My wife and I are planning on enclosing our garage next summer, and
this will bring our 1600 sq house up to about 2100 sq. We planned on
upgrading the 23 year old central air/heat system in the house then,
but a couple of weeks ago the unit died and needs replacing now.
We currently have a 3 ton system but in anticipation of convering the
garage in we're upgrading to a 4 ton, 15 SEER system. I know if the
system is too large it won't remove enough humidity from the house and
mold can set in, plus shutting on and off alot is bad for the system,
however will us having the system in place for 6-8 months hurt it like
this? Winter is here, and I doubt we'll be using the air conditioner
much until next March or April, just the heat if that, but just curious
of what we need to look out for.
We live in Central Texas where the humidity generally stays around 50%
or lower, and only rarely jumps up to 65% or higher. I figure worst
case we can get a stand alone dehumidifier if humidity does become a
problem. Will this help?
Just curious on what others think about this. Thanks for any input ...
There's no harm in having an oversize unit for a year until you do the
addition. The bigger question is, did they do a manual J to figure
out what size you needed? 4 tons sounds like a hell of a lot of
capacity for 2100 sq ft. average construction house. Also, they should
have verified that they can get proper ducting to the new area as well,
figured out how it's gonna be done, etc, so that it can be integrated
in. I would have made sure of that, so there are no surprises later on.
Ducting to the garage shouldn't be a problem... the attic is pretty
much open and the duct work from what I can tell can be easily patched
As for the 4 ton for 2100 square feet, it's my understanding that 1 ton
is suggested per 500 square feet, so 4 tons for 2000 square feet. Is
this not correct? We're at 1660sqft now, and the AC is installed and
working. It's blowing more air then I thought, but the intsallers said
once the addition is added that will go away.
This is a perfect example of a really, really bad way to size an A/C. Your
contractor should have done Manual J and Manual D calculations which take into
account things like insulation, windows, building orientation and duct size.
My house is no doubt completely different than yours (built in 1930
with full basement, 2 floors, and full attic), but for the 2,450
square feet we have, our AC is a 3-ton unit, so I agree with Trader4
on the opinion that you may have bought an oversized unit for your
No, 500 ft per ton is bogus. I have a 22 year old 3500 sq ft house,
with vaulted ceilings and only have a 4.5 ton unit. The size of unit
is dependent on many things, besides sq ft, like how well insulated the
house is, number of storeis, how many and type of windows, exposure,
local climate, etc. The way to size a unit is to do a manual J
One ton per 500 sq. ft. is like a stopped clock: it is right twice per day.
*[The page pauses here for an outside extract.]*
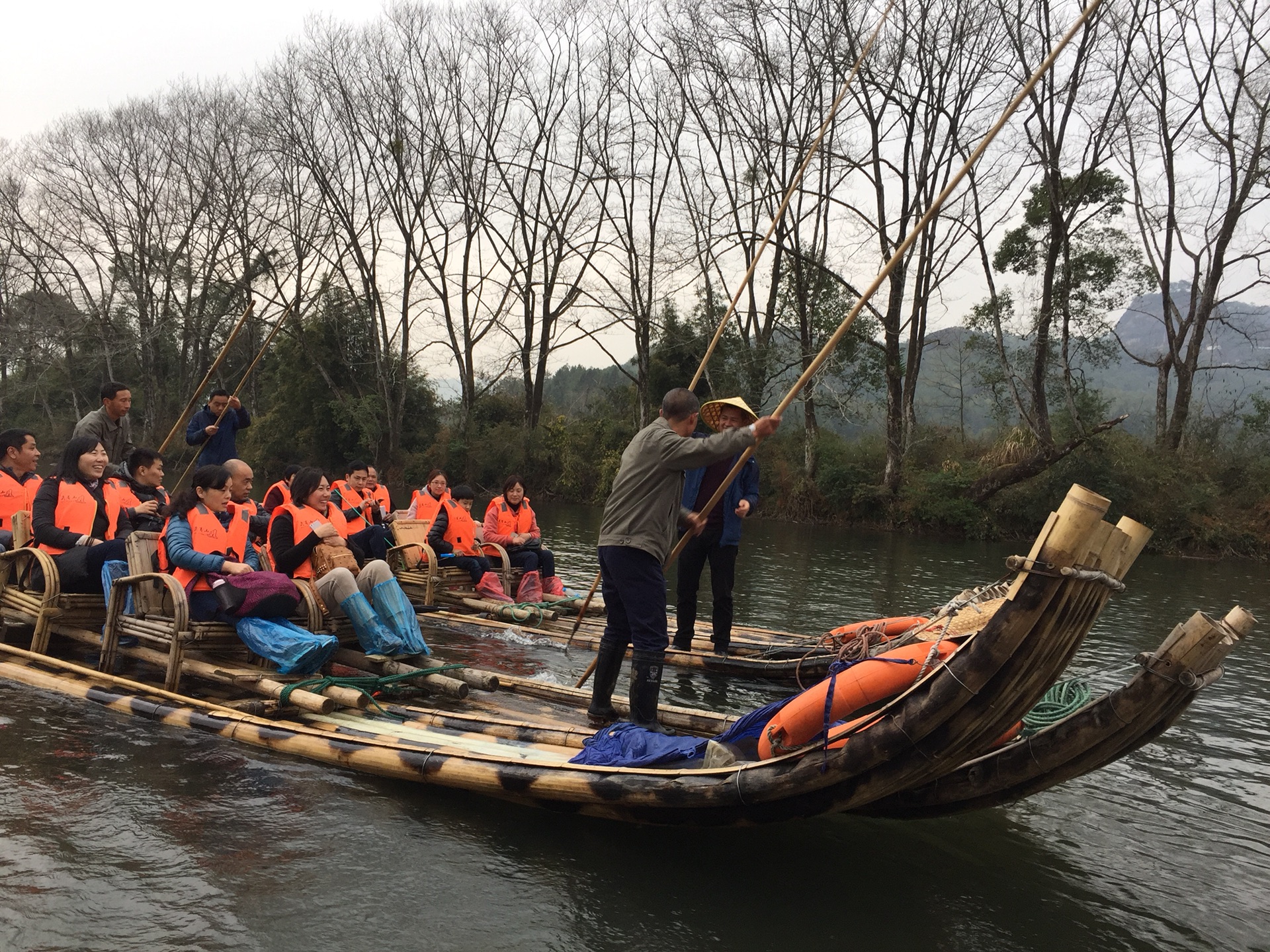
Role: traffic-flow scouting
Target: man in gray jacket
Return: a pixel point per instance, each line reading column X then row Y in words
column 110, row 424
column 636, row 536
There is so much that differs from house to house to change the heat load
other than floor area:
Window type (single pane, double pane, low-E)
Window exposure (direction, overhangs, shade)
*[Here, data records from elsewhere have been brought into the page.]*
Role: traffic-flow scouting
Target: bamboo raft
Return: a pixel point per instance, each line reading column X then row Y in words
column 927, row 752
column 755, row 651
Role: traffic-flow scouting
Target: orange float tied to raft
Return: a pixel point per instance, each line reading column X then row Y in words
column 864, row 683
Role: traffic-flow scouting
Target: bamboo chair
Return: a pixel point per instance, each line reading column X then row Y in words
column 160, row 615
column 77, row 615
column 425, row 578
The windows are probably where the most variation in the
heat load can occur.
Unfortunately, few AC contractors seem to want to heat load
calculation, but just use that terrible rule-of-thumb.
They don't care about wall or window area or insulation
My last house had 4 tons for under 2000 sf. and it wasn't adequate
(R-11 walls & ceiling, no floor insulation, northern california).
I just got AC installed in this house and none of the contractors
would do any real heat load calculations. This house has R-19
wall, R-30 floors, and R-30+ ceilings. We will see how this works.